The Truland Group's bankruptcy is unfolding with tragic poignancy and pace.

Everything, from the auctioning of the company's vehicle fleet (see the photo above) to a bankruptcy court session where jobless former staff members and creditors briefly confronted CEO Robert Truland, speaks to the waste and damage caused by the failure.

A year ago Truland was known as the 10th biggest electrical contractor in the U.S., with annual revenue of about $500 million. It is now liquidating assets after filing for protection from creditors in federal bankruptcy court in Alexandria, Va. July 31. A trustee has been appointed to oversee the work.

Baltimore-based XL Specialty Insurance Co., Truland's principal surety, indicates in court filings that its exposure to claims on Truland bonds could be more than $12.5 million. XL is suing Robert Truland in federal district court in Alexandria to recover $1.3 million that XL says it has already spent on Truland bond claims.

According to one of many stories on the Truland bankruptcy by Daniel J. Sernovitz of the Washington Business Journal, Robert Truland told a bankruptcy court judge that his weekly salary was $25,000. 


The bankruptcy filing came while Truland was working on about 16 projects in the Washington, D.C. area alone.

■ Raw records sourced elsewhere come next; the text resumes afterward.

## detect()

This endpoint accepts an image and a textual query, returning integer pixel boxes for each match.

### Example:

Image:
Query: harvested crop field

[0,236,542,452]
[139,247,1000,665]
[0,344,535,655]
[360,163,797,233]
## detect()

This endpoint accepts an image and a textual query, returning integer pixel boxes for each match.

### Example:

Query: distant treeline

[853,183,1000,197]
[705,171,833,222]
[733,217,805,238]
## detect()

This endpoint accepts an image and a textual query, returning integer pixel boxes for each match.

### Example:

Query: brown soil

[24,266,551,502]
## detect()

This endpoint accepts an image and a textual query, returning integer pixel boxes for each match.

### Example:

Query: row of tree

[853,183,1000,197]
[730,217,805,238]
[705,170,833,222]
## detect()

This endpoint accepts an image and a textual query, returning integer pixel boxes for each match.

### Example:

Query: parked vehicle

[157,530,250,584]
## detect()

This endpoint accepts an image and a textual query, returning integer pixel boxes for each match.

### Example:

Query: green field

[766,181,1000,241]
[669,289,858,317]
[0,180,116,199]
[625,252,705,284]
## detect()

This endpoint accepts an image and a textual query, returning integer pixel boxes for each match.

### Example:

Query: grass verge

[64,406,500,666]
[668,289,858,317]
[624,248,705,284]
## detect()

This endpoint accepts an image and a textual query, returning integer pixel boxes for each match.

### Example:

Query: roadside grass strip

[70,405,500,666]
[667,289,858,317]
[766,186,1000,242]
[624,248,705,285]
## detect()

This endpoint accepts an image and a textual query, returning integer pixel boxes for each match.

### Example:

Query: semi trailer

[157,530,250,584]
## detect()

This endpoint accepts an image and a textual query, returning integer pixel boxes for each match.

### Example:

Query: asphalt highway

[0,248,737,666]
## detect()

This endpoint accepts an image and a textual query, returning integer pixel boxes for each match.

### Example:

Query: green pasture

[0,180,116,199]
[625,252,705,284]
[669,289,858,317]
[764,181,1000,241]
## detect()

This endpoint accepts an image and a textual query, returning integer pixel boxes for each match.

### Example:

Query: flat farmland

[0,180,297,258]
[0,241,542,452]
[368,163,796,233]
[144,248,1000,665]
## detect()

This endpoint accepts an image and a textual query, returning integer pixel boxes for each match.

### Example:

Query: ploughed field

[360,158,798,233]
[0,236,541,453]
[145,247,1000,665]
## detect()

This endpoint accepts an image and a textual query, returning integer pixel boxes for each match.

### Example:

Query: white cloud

On one project, the Wakefield High School Reconstruction, a Truland affiliate called Pel-Bern Electric Corp. has a roughly $11.3-million contract with Forrester Construction Co. On August 6, according to documents filed with the bankruptcy court by XL, Forrester Project Exexutive Joseph Ockershausen expressed  dismay in a letter to XL that the surety had not since the bankruptcy filing agreed to "comply with its obligations under the bond." Forrester had made timely notice, Ockershausen wrote, and time was slipping by to avoid delays in finishing the almost-completed. It isn't clear what has happened since. 

An even more interesting letter, another exhibit to a filing by XL, provides clues to the big federal data center project that may have pushed Truland into bankruptcy.

The letter was from James Fredmund, operations vice president of Balfour Beatty/DPR/Big D, a joint venture. It had sent sent a notice of default and claim to XL in October, 2012 on Truland's roughly $47-million subcontract for a National Security Agency data center in Utah. The project was plagued with electrical problems. According to Sernovitz and the Washington Business Journal, a representative of the U.S. Army Corp of Engineers says it has settled most payment issues with the prime contractor. But it isn't clear how much Truland will collect when an arbitration of its disputed final payment is completed.

The 2012 letter from the prime contractor to XL said that Truland had claimed that accelerating work with added manpower would endanger its ability to meet payroll.

Whether that project and that trouble was the beginning of the end for Truland may become clearer in coming weeks.